Urgences: manifestation à Paris, Buzyn propose une « stratégie d’ensemble »

PARIS, 6 juin 2019 (AFP) – Contrainte de réagir après plus de deux mois de crise des urgences hospitalières, la ministre de la Santé Agnès Buzyn a promis jeudi une « stratégie d’ensemble » pour refonder le secteur sans satisfaire les personnels qui manifestaient à Paris.

Plus de 200 manifestants des services d’urgences, rassemblés vers la place Montparnasse, ont commencé à défiler vers 14H00 à l’appel du collectif Inter-Urgences soutenu par les syndicats CGT, SUD et FO et l’Association des médecins urgentistes de France (Amuf).

Les manifestants, dont certains brandissaient une pancarte « Soignants méprisés, patients en danger », se sont dirigés vers le ministère de la Santé où une délégation doit être reçue par le cabinet de Mme Buzyn.

« Les urgences sont en détresse, je le sais », avait précédemment déclaré la ministre lors d’une visite aux urgentistes réunis en congrès à Paris.

Consciente de la « colère » et du « découragement » de la profession, Mme Buzyn a annoncé avoir confié une mission au Conseil national de l’urgence hospitalière (CNUH) et au député (LREM) Thomas Mesnier pour « adapter nos urgences aux nouveaux besoins ». Celle-ci devra aboutir à un rapport à l’automne, à l’issue d’une concertation incluant médecins et paramédicaux.

D’ici là, la ministre entend activer plusieurs leviers pour répondre au mécontentement matérialisé par le mouvement de grève démarré mi-mars à Paris et étendu depuis à 80 services dans toute la France, selon le collectif Inter-Urgences, qui réclame des hausses salariales de 300 euros nets par mois et plus d’effectifs.

Mme Buzyn a ainsi souhaité, sans donner de chiffre ni annoncer de budget supplémentaire, « que l’on accompagne sur un plan financier, plus directement et plus spontanément, les établissements qui font face à un surcroît d’activité et à des afflux exceptionnels ».

Elle s’en remet pour cela aux agences régionales de santé (ARS), qui devront orienter des crédits spécifiques vers les services concernés, mais aussi rénover les locaux « vétustes ».

Pour les personnels paramédicaux, la ministre s’est engagée à inciter les hôpitaux à « mobiliser plus largement » une prime de risque existante, de près de 100 euros brut par mois. Elle a aussi promis l’instauration d’une prime de coopération pour les soignants à qui les médecins délégueront certaines tâches.

Enfin, elle recevra les urgentistes mi-juin pour préparer la période estivale, « souvent critique » pour leurs services.

– « Vaste blague » –

Autant de mesures jugées « insuffisantes par rapport aux revendications des personnels dans la rue aujourd’hui », a réagi pour l’AFP Hugo Huon, infirmier et membre du collectif Inter-Urgences.
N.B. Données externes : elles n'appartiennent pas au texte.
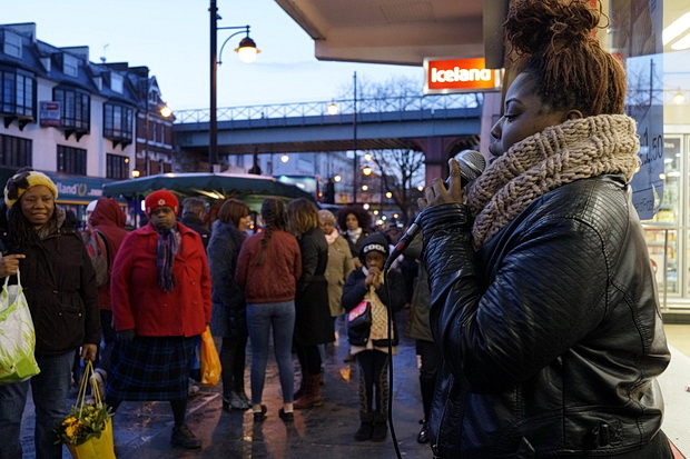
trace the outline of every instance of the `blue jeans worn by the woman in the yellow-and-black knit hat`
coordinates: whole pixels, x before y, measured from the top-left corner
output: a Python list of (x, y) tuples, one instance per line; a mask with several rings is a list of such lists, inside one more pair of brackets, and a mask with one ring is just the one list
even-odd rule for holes
[(71, 380), (75, 351), (60, 356), (36, 356), (41, 372), (28, 381), (0, 385), (0, 459), (19, 459), (21, 417), (27, 405), (29, 386), (36, 406), (37, 459), (61, 459), (62, 445), (52, 429), (68, 413), (67, 398)]

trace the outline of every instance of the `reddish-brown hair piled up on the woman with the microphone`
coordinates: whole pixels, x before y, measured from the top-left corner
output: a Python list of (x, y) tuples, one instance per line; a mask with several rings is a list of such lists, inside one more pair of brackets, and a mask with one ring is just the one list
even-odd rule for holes
[[(503, 23), (505, 40), (526, 60), (542, 101), (585, 117), (623, 113), (625, 71), (592, 31), (604, 17), (589, 0), (516, 0)], [(608, 19), (608, 18), (607, 18)]]

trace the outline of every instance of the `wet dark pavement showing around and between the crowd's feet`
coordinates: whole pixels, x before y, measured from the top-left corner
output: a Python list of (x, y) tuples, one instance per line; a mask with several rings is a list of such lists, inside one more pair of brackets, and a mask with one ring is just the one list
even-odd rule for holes
[[(404, 312), (398, 319), (404, 319)], [(403, 320), (404, 321), (404, 320)], [(187, 423), (201, 439), (200, 450), (170, 446), (172, 413), (168, 402), (124, 402), (114, 417), (115, 452), (118, 459), (237, 458), (237, 459), (355, 459), (397, 458), (391, 431), (384, 442), (355, 441), (359, 427), (358, 373), (356, 362), (344, 362), (347, 340), (343, 337), (325, 352), (324, 405), (296, 410), (294, 422), (278, 417), (283, 407), (278, 370), (268, 360), (264, 405), (267, 419), (254, 422), (250, 411), (224, 411), (220, 385), (201, 388), (190, 398)], [(404, 323), (400, 323), (404, 330)], [(249, 395), (250, 345), (247, 347), (247, 395)], [(273, 350), (272, 350), (273, 352)], [(298, 368), (295, 359), (296, 369)], [(416, 442), (422, 418), (414, 341), (402, 337), (393, 358), (393, 422), (402, 458), (431, 458), (428, 445)], [(297, 370), (296, 370), (297, 371)], [(23, 459), (34, 459), (32, 407), (27, 407), (22, 426)], [(70, 453), (65, 449), (65, 458)]]

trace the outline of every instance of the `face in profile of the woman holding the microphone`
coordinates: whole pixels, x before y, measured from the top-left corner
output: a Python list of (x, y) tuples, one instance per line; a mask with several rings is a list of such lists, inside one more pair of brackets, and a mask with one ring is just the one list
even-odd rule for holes
[(491, 129), (490, 161), (505, 153), (514, 143), (556, 126), (580, 118), (578, 110), (553, 110), (534, 91), (531, 73), (520, 73), (505, 93), (505, 111)]

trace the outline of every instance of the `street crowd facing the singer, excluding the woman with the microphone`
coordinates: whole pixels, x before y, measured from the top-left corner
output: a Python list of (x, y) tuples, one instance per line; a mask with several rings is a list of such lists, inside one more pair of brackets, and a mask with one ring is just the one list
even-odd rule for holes
[[(0, 276), (22, 272), (41, 372), (0, 385), (1, 459), (21, 457), (29, 389), (37, 458), (61, 458), (53, 429), (67, 415), (85, 359), (93, 362), (92, 381), (115, 422), (122, 401), (168, 401), (171, 445), (200, 448), (186, 415), (207, 326), (220, 343), (223, 409), (252, 410), (256, 422), (266, 418), (262, 398), (273, 337), (284, 399), (278, 416), (290, 422), (294, 410), (323, 405), (323, 348), (336, 340), (338, 318), (363, 300), (371, 303), (371, 329), (339, 338), (352, 345), (359, 368), (355, 439), (386, 438), (387, 311), (406, 302), (405, 287), (395, 271), (391, 288), (383, 288), (381, 269), (395, 241), (372, 229), (361, 206), (335, 216), (305, 199), (286, 206), (267, 198), (260, 230), (250, 233), (252, 211), (238, 199), (219, 203), (210, 221), (206, 201), (180, 203), (168, 190), (154, 191), (145, 200), (145, 223), (131, 229), (112, 198), (90, 203), (80, 227), (56, 204), (50, 178), (30, 168), (8, 181), (4, 194)], [(397, 340), (394, 328), (392, 343)]]

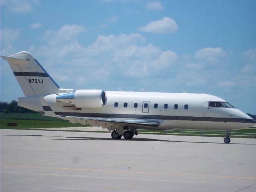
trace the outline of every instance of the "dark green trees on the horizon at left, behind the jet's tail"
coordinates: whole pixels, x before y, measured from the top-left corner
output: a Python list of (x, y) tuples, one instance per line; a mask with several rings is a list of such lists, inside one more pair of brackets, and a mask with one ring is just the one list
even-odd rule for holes
[(30, 109), (18, 106), (18, 102), (13, 100), (10, 103), (0, 101), (0, 112), (2, 113), (36, 113)]

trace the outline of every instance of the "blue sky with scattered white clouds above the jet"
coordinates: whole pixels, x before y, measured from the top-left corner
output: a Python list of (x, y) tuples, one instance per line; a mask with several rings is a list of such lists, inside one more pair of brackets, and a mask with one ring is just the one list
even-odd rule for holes
[[(206, 93), (256, 114), (254, 0), (2, 0), (1, 55), (62, 88)], [(23, 96), (1, 60), (1, 101)]]

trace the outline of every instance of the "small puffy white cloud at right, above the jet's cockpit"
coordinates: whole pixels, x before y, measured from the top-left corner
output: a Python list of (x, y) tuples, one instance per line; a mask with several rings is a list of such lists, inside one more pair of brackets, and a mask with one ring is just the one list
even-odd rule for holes
[(194, 58), (204, 62), (216, 62), (218, 58), (226, 56), (222, 48), (203, 48), (195, 52)]

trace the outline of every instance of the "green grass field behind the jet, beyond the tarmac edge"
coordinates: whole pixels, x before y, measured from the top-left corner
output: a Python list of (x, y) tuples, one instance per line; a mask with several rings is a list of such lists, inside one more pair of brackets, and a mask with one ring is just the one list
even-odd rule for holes
[[(10, 127), (8, 123), (16, 123), (17, 126)], [(90, 125), (87, 125), (90, 126)], [(67, 128), (67, 127), (84, 127), (80, 123), (72, 124), (60, 118), (47, 117), (39, 113), (34, 114), (4, 114), (0, 113), (1, 129), (42, 129), (42, 128)], [(169, 130), (169, 131), (151, 131), (138, 130), (143, 134), (170, 134), (186, 136), (215, 136), (223, 137), (224, 131), (202, 131), (202, 130)], [(233, 130), (232, 137), (256, 138), (256, 128)]]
« Je suis très déçu », a abondé Patrick Pelloux, emblématique président de l’Amuf, pour qui « le gouvernement ne mesure pas l’ampleur de la contestation ».

L’urgentiste et cégétiste Christophe Prudhomme a de son côté fustigé « une vaste blague »: « créer une mission, c’est pour enterrer le problème ».

La pression n’a cessé de monter ces derniers jours sur la ministre. Mercredi, l’Ordre des médecins avait réclamé « une concertation d’urgence » après « des réquisitions préfectorales » qui ont « suscité de l’émotion », notamment à Lons-le-Saunier (Jura), où les gendarmes sont venus solliciter des soignants en pleine nuit la semaine dernière.

Une mesure rendue nécessaire par « l’absentéisme soudain » de médecins « inscrits au planning et assignés » par la direction de l’hôpital, mais « s’étant déclarés en maladie », selon l’ARS de Bourgogne-Franche-Comté.

Jeudi matin, Mme Buzyn a pris ses distances avec un tel recours à la gendarmerie. « Evidemment, ce n’est pas souhaitable », a-t-elle affirmé, en rappelant qu’elle avait été « médecin hospitalier pendant 20 ans » et qu’il lui était « arrivé de faire grève ».

Mardi, elle avait au contraire critiqué le choix d’une quinzaine d’infirmiers et d’aides-soignants de l’équipe de nuit des urgences de l’hôpital parisien Lariboisière de se faire porter pâle la nuit précédente. « C’est dévoyer ce qu’est un arrêt maladie », avait-elle estimé.

« La situation est tellement dégradée que nous ne pouvons pas attendre au risque de voir les morts se succéder dans les salles d’attente », a lancé à la ministre François Braun, le président de l’association Samu-Urgences de France qui la recevait jeudi au congrès.

Le nombre de patients pris en charge aux urgences est passé de 10 millions en 1996 à 21 millions en 2016.